The world is wide and white and empty, and you remember (not for the first time, or the last) that you hate snow.
You never liked it to begin with. It's cold, but then again the cold doesn't touch you, not after they turned you into one of those beasts. It's wet and it sticks to your clothes, though, your hair, your bare skin, and it leaves tracks wherever you go, and you hate that. Tracks mean people can follow your footsteps and the long dark furrows in the snow where you dragged a body away the night before. Tracks mean they'll find what's left of it eventually, unless more snow comes quickly to bury it all.
(Snow reminds you of that little soldier, the one with the hair paler than anyone else's, and those awful icy smiles, and the way you can never quite catch up to him even though he leaves tracks behind just for you to follow.)
You hate it, at first. But it isn't long at all until you think, let them come. What harm can they do, anyway? The soldiers they send are like snowflakes to you, whirling and pale and unable to touch you no matter how hard they try or how massive their numbers. They melt all the same when you face them, so let them find you.

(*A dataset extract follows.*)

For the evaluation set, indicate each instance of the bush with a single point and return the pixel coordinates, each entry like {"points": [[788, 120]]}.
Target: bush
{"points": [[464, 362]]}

You leave tracks for them, so they know where to look.
They don't, though, no matter how long you wait. The whole world is wide and bare, completely empty except for you and
a massive silvery tree in the center of it, and all of it cloaked in white. No soldiers come, no giant hoofed monsters, nothing but snow and snow that erases your footprints and turns your breath to thick grey fog (mist, it's mist and it can kill you, they said.) The frustration is so thick in your mouth it tastes like blood, and eventually it seems that even you aren't there anymore. You can't find any trace of yourself.
Once you realize that, the snow seems warm around you. You decide you don't mind it at all, really.